Business

Why Transparency Is Important To Your Business?

Business-Transparency

Business transparency has long been an axiom and is perceived as a necessity. Most likely, no businessman will dispute that transparency is a new trend in the development of relations between business and employees. But despite the fact that everyone understands this need and importance, many do not understand why it is needed and what real results it will bring.

Business transparency can relate to two objects. Firstly, in relation to the government. Everything is clear here because business transparency means reducing illegal actions, primarily avoiding tax payments.

But there is another kind of transparency aimed at the employee. And in many aspects, it is as important as openness to government.

Why Does Business Transparency Matters?

Disclosure of information in relation to the employee is more difficult for the employer not only in terms of confidentiality but also psychologically. It is one thing to be open to the government, it is another thing to report to employees. Often, employers think that the less an employee knows, the better because this ignorance creates room for maneuver in personnel policy.

But if something goes wrong, the lack of transparency can result in a strike by workers, lawsuits or lack of loyalty. At the initial stage, it seems that transparency does not bring benefits, but in the long run, transparent business with respect to employees will be in a better position. Next, we consider 5 situations where business transparency brings long-term benefits.

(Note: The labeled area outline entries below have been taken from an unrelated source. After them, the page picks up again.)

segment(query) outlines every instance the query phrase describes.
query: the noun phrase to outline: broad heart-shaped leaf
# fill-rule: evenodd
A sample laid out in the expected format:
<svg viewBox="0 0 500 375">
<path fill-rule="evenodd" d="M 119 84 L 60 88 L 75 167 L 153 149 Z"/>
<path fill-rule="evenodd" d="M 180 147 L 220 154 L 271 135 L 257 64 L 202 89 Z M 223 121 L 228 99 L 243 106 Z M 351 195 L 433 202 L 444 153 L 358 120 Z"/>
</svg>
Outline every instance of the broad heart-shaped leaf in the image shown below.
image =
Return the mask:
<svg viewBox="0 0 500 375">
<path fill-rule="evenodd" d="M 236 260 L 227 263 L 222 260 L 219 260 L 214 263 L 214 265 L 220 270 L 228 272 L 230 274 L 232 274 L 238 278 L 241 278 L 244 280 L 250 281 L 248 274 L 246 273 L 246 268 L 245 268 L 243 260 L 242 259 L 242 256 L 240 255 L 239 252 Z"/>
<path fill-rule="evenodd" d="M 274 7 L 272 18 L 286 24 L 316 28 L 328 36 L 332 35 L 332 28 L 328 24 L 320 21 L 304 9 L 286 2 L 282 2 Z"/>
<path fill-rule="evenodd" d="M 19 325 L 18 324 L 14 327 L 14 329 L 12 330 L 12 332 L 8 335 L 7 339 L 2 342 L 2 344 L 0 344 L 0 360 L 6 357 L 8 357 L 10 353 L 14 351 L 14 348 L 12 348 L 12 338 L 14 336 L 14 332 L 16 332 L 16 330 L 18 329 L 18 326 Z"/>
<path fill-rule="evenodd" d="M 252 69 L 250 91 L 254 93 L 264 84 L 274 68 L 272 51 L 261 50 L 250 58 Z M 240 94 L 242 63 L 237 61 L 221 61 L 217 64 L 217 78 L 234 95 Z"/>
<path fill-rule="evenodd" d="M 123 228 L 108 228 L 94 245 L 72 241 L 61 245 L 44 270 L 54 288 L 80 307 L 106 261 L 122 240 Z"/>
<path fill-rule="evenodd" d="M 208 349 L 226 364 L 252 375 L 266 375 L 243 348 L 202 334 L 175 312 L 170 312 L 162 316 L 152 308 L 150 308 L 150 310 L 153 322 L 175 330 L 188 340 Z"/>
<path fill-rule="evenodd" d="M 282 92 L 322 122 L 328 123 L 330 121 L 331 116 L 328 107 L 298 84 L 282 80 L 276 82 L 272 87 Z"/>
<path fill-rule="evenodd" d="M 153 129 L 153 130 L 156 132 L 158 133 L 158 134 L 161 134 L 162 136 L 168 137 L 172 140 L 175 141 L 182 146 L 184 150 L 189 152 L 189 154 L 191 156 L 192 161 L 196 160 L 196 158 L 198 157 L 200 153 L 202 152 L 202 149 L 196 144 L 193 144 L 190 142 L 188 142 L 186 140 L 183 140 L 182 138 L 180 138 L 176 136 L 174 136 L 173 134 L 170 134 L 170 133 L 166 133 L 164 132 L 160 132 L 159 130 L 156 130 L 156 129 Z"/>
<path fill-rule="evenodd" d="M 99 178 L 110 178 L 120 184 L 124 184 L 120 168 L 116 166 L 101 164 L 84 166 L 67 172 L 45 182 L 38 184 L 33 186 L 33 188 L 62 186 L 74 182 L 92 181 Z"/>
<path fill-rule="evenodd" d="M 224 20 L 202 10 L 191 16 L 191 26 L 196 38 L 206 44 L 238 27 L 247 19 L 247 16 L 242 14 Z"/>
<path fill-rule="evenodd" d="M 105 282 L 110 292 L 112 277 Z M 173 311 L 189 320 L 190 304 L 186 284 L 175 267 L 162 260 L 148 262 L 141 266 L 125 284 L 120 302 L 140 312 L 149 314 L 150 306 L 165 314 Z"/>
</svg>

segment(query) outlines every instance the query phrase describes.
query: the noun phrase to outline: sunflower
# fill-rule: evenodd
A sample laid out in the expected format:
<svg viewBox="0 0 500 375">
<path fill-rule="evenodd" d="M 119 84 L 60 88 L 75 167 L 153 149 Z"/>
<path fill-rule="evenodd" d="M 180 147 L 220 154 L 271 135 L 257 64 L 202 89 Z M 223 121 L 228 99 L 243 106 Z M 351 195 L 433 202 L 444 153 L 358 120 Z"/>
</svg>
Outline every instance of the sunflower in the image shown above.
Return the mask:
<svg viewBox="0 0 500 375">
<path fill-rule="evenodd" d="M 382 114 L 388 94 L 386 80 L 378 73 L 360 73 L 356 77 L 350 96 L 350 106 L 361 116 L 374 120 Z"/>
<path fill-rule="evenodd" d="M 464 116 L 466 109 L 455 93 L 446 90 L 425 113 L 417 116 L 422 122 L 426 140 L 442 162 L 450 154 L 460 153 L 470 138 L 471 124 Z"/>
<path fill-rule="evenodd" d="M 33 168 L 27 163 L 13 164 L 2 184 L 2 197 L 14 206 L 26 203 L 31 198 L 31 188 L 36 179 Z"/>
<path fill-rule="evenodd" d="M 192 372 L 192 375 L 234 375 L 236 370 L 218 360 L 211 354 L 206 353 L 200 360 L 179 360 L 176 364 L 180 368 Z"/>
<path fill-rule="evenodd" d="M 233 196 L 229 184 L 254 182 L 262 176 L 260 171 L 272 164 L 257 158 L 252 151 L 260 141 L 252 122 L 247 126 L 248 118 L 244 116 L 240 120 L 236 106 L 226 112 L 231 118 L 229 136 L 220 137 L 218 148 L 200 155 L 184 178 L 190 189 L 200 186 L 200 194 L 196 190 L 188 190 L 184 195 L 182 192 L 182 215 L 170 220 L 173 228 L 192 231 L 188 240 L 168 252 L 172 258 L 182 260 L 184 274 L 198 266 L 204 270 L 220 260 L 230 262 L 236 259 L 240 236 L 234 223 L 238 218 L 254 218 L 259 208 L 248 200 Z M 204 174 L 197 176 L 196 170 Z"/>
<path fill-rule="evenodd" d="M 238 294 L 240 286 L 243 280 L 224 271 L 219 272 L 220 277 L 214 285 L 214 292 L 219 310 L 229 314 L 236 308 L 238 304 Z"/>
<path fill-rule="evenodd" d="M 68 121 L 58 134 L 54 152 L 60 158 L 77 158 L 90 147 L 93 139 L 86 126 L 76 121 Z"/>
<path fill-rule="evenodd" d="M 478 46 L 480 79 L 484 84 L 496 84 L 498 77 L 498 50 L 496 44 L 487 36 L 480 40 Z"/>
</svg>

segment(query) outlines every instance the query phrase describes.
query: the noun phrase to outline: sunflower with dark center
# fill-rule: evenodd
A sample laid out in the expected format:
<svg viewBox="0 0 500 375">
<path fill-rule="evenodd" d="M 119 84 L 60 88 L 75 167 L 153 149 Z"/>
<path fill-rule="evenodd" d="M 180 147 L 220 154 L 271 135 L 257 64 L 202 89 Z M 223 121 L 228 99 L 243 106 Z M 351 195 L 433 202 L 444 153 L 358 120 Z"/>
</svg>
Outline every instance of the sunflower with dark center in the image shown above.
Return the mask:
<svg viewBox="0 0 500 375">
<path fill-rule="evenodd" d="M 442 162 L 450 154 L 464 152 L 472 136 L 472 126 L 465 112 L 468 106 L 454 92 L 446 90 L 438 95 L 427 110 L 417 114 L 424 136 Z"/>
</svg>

Transparency of Salaries Protects Business From Claims

Salary is one of the main indicators of working conditions. And that for which the employer can be sued if it turns out that workers with the same tasks receive different salaries.

For most companies, salary confidentiality is the norm and disclosure by one of the employees are considered unethical. The emergence of this norm is due to the fact that upon learning of the differences in salaries, employees will begin to compare their salary and the amount of work performed, with work tasks and the salary of other employees.

However, often employers are unfair to employees, paying the same position in different ways. If this is discovered, the employer may sue. Such a claim, in turn, can not only hit the company’s budget but, more significantly, its reputation and trust from other employees.

Often, such discrimination is not intentional but can be provoked by objective reasons: lower employee productivity, fewer tasks or the time when an employee with a higher salary came to the company. By making wages transparent, managers maintain fairness and are able to quickly correct wage discrimination, thereby saving the company from lawsuits.

Business Transparency Boosts Employee Confidence

When the company is doing well, the loyalty of employees is not felt so much. Partly loyalty at such times is enhanced by cash bonuses and partly the replacement of less loyal employees with more loyal ones.

But when a company is faced with a crisis, employees can significantly aggravate it by starting to quit and look for a new job. This is due to the secrecy of the company when employees do not know what is going on behind the scenes and what to expect.

If the company encourages transparency, then it should inform employees about what is happening inside the company, giving a clear vision of the company’s prospects and plans. Also, managers should encourage employees to be interested in the affairs of the company and ask the right questions about its activities. As a result, employees begin to feel the openness of the company and their safety, which increases confidence in the company.

Simplification of the Company Hierarchy

The traditional horizontal hierarchy assumes that decisions are made at the top and then go down through several managerial floors. This approach is already outdated, as it has many side costs that reduce business mobility. The horizontal hierarchy is based on the inequality of information between the lower and upper floors of the system.

Transparency destroys information inequality. This makes the transition to a flatter management structure not only desirable but also natural, reducing management costs. Moreover, a flat structure facilitates the cross-exchange of information between different employees, which increases their motivation and loyalty.

Transparency Protects Against Fraud

Fraud occurs very often in businesses, especially small ones. Often, fraud goes unnoticed. It may happen due to privacy, which is maintained within the company. But if the company has developed transparency, then many employees know what is happening and, if in doubt, can ask questions. This eliminates the field for committing fraud, as the company’s activities are open to employees.

Making Working Process Smoother

Surprise is what robs employees of productivity. Especially associated with negative consequences. If employees suddenly find out that the company has begun laying off, this not only reduces loyalty, but also reduces the productivity of almost every employee. The exchange of information within the company reduces the chance of surprises and makes the workflow smoother.

Moreover, feeling this smoothness in work, employees are ready to share not only positive information, but also tell others about their mistakes. This may ultimately protect the company from serious losses.